Learning More About CO2 Recapturing Technology with Lindsey Cole at FuelCell Energy
There is a lot of talk about CO2 shortages these days and brewers are thinking about next steps, the supply chain, or adding equipment to their breweries that can help mitigate shortfalls.
Beer Edge editor John Holl spoke with Lindsey Cole, who directs Food and Beverage solutions at FuelCell Energy, a company that manufacturers equipment that can recycle CO2 about the technology, and benefits.
Our professional brewing equipment is designed by brewers, for brewers. With us, you get a team of experienced commercial brewers eager to share our experience.
John Holl: A lot of brewers might be familiar with the term CO2 capturing, but not necessarily know how the machines work or their benefit. Can you give us a view from 30k feet on the machines and why breweries should be considering them for their brewhouse?
Lindsey Cole: Fuel cell power plants let breweries produce clean power and recycle CO2 into a valuable product. FuelCell Energy’s carbonate fuel cell power plants can run on natural gas or biogas to produce electricity, heat, water, and CO2. Food and beverage manufacturers around the world have used fuel cell plants, but some breweries have even “harnessed beer power” by fueling their power plants with a waste byproduct of their brewing process—using a combination of natural gas and anaerobic digester gas (ADG).
Fuel cells use an electrochemical process to convert hydrogen-rich fuels into electrical power and heat.

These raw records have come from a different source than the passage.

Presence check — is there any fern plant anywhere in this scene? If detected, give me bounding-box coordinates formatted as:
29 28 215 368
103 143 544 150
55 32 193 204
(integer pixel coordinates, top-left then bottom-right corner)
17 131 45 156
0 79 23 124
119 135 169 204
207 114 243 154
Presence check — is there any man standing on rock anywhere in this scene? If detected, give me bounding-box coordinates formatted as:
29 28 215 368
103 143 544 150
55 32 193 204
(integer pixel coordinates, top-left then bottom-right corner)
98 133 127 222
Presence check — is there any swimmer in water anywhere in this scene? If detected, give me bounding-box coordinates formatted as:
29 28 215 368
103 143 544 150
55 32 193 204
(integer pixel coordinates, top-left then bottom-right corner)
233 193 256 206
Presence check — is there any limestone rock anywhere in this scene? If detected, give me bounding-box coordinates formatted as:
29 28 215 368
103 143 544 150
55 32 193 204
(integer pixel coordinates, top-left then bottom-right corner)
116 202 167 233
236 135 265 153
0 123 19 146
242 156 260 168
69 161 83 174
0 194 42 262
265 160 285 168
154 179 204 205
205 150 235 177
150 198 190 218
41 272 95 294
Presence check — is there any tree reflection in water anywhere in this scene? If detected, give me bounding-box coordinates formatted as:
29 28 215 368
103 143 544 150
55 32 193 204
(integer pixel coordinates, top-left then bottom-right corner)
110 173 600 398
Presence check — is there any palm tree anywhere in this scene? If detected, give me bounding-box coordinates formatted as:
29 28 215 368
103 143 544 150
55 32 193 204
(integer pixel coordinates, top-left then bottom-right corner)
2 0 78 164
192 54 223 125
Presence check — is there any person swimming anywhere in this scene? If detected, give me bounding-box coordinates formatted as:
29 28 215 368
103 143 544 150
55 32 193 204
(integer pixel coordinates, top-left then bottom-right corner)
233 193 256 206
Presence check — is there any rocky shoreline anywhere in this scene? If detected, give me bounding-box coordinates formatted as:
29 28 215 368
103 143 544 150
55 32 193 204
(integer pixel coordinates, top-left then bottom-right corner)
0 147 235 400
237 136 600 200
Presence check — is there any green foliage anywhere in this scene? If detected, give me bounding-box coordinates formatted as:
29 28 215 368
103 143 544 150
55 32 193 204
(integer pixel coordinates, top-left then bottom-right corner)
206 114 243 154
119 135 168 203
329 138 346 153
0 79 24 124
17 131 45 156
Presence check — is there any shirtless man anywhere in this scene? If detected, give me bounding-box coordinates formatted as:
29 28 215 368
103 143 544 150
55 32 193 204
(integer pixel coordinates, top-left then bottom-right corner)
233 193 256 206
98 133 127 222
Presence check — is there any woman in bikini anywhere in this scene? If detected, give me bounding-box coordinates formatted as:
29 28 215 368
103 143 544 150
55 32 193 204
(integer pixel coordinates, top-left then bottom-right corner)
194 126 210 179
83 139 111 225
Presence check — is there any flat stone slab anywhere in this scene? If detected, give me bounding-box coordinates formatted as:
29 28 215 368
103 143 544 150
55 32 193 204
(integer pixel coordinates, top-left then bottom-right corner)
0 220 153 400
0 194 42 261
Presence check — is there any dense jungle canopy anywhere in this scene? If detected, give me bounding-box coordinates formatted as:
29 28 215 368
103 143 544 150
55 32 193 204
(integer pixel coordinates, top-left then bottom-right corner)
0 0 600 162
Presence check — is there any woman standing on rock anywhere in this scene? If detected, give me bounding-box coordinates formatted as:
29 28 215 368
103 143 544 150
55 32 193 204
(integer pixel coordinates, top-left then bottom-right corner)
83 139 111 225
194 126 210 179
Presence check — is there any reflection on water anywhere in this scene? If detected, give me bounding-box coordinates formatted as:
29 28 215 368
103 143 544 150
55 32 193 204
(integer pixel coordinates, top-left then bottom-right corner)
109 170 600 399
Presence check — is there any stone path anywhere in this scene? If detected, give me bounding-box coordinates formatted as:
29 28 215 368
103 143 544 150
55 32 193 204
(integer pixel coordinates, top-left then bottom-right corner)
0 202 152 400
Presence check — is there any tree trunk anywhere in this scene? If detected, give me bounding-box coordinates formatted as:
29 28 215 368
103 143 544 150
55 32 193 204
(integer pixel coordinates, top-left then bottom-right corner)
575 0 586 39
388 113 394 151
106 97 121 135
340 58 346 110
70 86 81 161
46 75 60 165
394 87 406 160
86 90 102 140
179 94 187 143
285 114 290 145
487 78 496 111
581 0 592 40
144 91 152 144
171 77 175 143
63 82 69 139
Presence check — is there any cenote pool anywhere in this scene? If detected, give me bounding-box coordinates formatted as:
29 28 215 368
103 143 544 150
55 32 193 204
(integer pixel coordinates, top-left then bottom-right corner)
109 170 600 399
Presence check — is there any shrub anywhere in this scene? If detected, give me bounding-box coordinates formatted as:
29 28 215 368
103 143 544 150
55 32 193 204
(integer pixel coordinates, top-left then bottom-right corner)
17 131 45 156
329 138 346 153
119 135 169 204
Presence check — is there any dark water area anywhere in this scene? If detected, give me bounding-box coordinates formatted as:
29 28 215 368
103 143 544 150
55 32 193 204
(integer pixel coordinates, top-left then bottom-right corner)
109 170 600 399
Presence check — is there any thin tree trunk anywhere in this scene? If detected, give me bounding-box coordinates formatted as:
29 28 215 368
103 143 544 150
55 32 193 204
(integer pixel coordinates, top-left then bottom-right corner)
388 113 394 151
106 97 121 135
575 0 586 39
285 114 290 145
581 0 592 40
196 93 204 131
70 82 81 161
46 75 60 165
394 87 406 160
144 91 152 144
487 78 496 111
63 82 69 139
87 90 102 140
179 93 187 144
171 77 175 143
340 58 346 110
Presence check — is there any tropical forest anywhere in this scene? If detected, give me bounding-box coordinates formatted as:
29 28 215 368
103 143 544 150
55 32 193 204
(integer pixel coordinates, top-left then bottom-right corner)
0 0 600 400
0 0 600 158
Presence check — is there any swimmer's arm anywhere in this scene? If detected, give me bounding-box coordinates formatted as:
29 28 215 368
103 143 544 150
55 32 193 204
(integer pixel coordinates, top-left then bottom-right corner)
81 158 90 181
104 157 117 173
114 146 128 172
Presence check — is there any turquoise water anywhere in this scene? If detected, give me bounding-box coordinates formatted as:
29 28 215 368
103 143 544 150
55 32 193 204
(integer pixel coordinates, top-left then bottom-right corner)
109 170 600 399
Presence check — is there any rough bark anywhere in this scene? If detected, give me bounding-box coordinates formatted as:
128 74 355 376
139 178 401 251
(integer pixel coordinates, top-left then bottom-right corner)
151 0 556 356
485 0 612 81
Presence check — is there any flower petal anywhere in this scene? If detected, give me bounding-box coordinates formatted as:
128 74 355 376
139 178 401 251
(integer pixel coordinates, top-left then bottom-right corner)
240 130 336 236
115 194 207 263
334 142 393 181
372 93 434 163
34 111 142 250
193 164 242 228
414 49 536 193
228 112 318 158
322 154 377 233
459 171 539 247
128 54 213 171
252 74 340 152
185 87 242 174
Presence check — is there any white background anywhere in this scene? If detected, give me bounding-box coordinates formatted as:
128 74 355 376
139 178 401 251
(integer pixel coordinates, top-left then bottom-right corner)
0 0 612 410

Inside the fuel cell, methane is steam-reformed at 600 degrees Celsius and converted into hydrogen and CO2. The fuel cell produces electricity, heat, water, and CO2, which can be exhausted or captured to be recycled into a valuable end-product. Fossil fuel emissions from industrial plants contain concentrations of CO2. When delivering those exhaust streams into the fuel cell’s air intake (cathode), the CO2 is electrochemically pumped to the fuel electrodes (anode). This increases the concentration of CO2 available to be recycled for industrial use.
John Holl: Are these machines best suited for a brewery of a certain size? if so what’s the threshold?
Lindsey Cole: An ideal “fit” for a fuel cell in this application is usually determined by a minimum appetite of 1.4 MW of power and 10 tons of CO2 needed per day. Typically, those thresholds are ideal for mid-sized and large-scale breweries, but we encourage everyone to approach us for partnerships. In some instances, a cluster of micro-breweries or small businesses cooperating locally could make the project viable.
Our fuel cell plants can be configured as microgrids, supplying power to the grid during normal operation and islanding to provide power in the event of a disturbance. One of our fuel cell microgrids in Woodbridge, Connecticut provides power to a local high school and other nearby buildings. During power outages, the fuel cell switches to microgrid mode to provide reliable and uninterrupted power to seven critical town facilities.
John Holl: How would you rate the current state of co2 supplies in America and where do you see them heading?
Lindsey Cole: Early in the pandemic, the CO2 shortage was felt throughout the food supply chain, even forcing some breweries to shut down in the United States. CO2 can be captured as a byproduct of ethanol and fertilizer production. The supply of CO2 may shrink whenever ethanol and fertilizer plants lower production capacity, which has been a trend for the past few years. We have an optimistic vision of the future of the CO2 supply chain, where it will be increasingly available as a byproduct of fuel cell applications.
John Holl: What are the long-term benefits to CO2 recapturing machines? Is there any noticeable flavor benefit to using recaptured CO2?
Lindsey Cole: Increasing a site’s energy resilience is an immediate benefit that will continue to produce long-term results. Fuel cells produce reliable onsite power and let breweries maximize production uptime by avoiding costly outages. For brewery’s looking to achieve sustainability goals, the fuel cell’s chemical reaction is virtually free of NOx, SOx, and particulate matter emissions.
Forward thinking breweries can generate a reliable CO2 supply on-site and avoid unexpected price spikes and disruptions by moving to fuel cell technology. By bringing the production of CO2 in-house, breweries can reduce the continued cost of a raw production material. In some cases, large-scale breweries might even sell their excess CO2.
This interview has been condensed and edited for clarity.